Liebotschaner Cream Ale. Liebotschaner, which means "love of beauty" in German, was first brewed by Charles Stegmaier before 1886 and was made until Prohibition. In 1962 it was revived as a super-premium and was brewed from 100% specially roasted barley malts and imported hops. In mid-1974 Stegmaier stopped brewing Liebotschaner due to the unavailability of ingredients. In 1975, after the acquisition of Stegmaier's brands by The Lion, Liebotschaner was revived as a cream ale. Its ingredients were said to be the most expensive of any beer produced by any brewer. Liebotschaner Cream Ale was awarded gold medals at the Great American Beer Festival in 1994, 1995 and 1999. As of 2019 it is available only on draft.

==Discontinued brands==

===Gibbons===
The Gibbons brand was introduced in 1936 when the name of Lion Beer was changed to Gibbons in order to avoid confusion with other similarly named brands produced by other brewers. It was named for Charles A. Gibbons, an early officer of Lion, Inc. For many years the brewery produced Gibbons beer, ale and porter, and the brewery traded as Gibbons Brewing Company. Gibbons was the flagship brand of The Lion until the acquisition of the Stegmaier brands in 1974. Gibbons beer continued to be produced until November 2009, when the Lion Brewery stopped packaging beer in 16oz returnable bottles.

===Bartels===
In 1967 The Lion acquired the labels and recipes of Bartels Brewing Company, which was founded in nearby Edwardsville, Pennsylvania in 1889. Bartels was a traditional darker beer in contrast to Gibbons, which was a lighter modern style.
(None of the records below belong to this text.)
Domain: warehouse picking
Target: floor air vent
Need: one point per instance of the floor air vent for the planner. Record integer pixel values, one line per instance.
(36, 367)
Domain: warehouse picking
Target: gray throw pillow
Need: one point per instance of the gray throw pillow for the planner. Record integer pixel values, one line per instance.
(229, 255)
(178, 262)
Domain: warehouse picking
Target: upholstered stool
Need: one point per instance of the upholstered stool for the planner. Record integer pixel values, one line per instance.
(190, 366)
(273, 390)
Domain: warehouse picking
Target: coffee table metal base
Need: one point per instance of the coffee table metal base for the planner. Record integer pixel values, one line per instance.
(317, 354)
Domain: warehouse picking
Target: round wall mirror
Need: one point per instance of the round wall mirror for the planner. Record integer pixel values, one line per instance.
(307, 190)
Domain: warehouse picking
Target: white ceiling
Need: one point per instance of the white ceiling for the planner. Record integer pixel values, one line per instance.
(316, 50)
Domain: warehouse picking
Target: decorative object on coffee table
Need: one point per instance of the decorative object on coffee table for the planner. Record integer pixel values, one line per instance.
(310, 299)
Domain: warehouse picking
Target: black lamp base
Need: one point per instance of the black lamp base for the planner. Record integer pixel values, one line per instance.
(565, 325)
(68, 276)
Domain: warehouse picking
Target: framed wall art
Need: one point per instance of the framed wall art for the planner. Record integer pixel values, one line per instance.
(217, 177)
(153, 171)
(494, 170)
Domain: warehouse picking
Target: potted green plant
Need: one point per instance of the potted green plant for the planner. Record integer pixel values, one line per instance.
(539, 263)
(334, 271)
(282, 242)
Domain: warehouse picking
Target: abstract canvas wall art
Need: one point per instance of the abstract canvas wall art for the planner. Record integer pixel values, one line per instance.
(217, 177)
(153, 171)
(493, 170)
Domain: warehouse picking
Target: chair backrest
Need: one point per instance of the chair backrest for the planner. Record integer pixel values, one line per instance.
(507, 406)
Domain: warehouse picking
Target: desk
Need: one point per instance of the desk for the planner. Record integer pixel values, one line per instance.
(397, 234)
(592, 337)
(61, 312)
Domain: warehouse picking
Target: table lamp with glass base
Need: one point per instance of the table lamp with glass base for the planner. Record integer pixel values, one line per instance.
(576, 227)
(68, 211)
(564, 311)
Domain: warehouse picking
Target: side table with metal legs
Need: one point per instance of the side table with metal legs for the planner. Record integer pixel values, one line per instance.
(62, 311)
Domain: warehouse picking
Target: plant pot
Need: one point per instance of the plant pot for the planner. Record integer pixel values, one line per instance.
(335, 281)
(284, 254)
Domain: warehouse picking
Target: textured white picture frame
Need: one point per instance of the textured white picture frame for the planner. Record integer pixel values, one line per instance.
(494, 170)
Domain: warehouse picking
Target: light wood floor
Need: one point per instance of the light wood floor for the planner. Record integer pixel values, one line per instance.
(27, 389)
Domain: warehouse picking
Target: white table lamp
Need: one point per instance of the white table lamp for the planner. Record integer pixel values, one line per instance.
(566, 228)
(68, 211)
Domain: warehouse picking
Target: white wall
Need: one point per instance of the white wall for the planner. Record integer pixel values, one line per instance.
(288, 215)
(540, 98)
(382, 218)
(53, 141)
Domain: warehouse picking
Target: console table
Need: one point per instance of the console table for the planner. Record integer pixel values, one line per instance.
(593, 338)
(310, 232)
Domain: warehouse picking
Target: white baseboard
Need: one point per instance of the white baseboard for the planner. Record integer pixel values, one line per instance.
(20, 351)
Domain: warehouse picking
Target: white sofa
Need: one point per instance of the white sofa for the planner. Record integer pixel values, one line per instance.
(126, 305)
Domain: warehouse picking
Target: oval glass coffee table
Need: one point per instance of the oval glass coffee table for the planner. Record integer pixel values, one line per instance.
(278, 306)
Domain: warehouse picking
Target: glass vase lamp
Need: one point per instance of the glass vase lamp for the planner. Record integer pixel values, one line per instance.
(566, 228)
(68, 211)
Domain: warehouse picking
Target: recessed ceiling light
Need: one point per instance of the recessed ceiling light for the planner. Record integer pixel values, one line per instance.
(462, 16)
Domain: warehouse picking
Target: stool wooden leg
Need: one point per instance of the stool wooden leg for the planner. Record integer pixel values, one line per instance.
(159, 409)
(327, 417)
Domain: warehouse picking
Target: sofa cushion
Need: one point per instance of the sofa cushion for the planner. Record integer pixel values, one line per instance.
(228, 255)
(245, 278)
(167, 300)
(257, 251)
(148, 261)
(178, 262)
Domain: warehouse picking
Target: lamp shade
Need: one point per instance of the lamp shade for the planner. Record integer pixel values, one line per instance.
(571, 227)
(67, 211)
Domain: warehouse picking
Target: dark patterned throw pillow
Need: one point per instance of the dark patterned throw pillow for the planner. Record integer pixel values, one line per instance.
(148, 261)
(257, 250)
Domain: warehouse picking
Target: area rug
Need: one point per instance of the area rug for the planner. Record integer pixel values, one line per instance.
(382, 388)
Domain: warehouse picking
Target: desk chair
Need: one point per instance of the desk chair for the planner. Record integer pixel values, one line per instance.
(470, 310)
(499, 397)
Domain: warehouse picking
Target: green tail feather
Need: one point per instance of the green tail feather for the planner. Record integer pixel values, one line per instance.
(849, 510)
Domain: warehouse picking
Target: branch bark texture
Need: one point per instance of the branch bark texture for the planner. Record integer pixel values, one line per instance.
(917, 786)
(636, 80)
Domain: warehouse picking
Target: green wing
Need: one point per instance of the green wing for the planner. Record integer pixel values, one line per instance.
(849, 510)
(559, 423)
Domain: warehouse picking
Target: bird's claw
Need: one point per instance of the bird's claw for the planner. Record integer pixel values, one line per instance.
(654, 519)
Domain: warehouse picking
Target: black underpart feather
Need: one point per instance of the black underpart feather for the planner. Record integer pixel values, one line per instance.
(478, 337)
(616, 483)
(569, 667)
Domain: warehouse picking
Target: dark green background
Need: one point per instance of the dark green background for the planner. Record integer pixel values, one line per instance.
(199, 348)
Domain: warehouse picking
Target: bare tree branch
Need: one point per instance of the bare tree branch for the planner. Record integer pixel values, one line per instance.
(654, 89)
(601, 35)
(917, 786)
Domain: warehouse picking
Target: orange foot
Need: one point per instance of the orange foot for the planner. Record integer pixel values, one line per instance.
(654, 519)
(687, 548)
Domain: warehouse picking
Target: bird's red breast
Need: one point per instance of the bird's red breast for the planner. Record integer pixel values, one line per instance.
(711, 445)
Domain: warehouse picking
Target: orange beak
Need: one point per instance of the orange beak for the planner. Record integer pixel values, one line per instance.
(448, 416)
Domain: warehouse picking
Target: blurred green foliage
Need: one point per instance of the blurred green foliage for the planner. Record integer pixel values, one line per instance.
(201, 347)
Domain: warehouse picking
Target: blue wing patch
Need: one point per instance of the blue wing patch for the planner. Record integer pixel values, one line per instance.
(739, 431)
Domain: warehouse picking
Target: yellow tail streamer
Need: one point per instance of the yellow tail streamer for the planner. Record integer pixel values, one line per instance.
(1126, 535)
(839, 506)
The Bartels label continued to feature "The Professor", a highly regarded symbol when Bartels was the biggest selling brand in the region, who had dispensed words of wisdom in Bartels advertising. Like Gibbons beer, Bartels was discontinued after the Lion Brewery stopped packaging beer in 16oz returnable bottles in November 2009.

===Brubaker===
Almost exclusively consumed in Boston-area bars, Brubaker was also presumably discontinued by November 2009 when the Lion Brewery stopped packaging beer in 16oz returnable bottles.

== Brewery capabilities ==
- IDD Super King Racking Line Capable of producing 1/2,1/4 & 1/6 Keg (with or without flash pasteurization)
- 7, 9.3, 12, 16 oz Bottles in 4/6 Pack, 6/8/10/12 Pack Wrap and 24 Count Loose (brew and Batch)
- Any size can with a 202 lid, any packaging from a 4 pack to a 24 pack including shrink wrap loose.
- Filter and Centrifuge Capable
- Ale and Lager Yeast propagation
- 75000 sqft facility has the capacity for 4x1,500 BBL, 12 x 600 BBL (storage and fermentation) and 10 x 350 BBL

==The Stegmaier building==

Completed in 1894, the Stegmaier Brewery building in Wilkes-Barre, Pennsylvania, was the headquarters of Stegmaier Brewing Co. until it closed in 1974, and its labels were sold to the Lion Brewery. While the Stegmaier Building property was never owned by the Lion Brewery, it has been depicted on some Stegmaier packaging and promotional materials produced by the Lion. The old brewery building has now been repurposed as the Stegmaier Federal Building, where it provides office space for federal workers, keeping the federal presence centrally located in Wilkes-Barre's downtown area.

The Wilkes-Barre Information Systems Support Center is an information technology development facility for the United States Postal Service that is located in the Stegmaier Building. The Internal Revenue Service also maintains a satellite office within the building.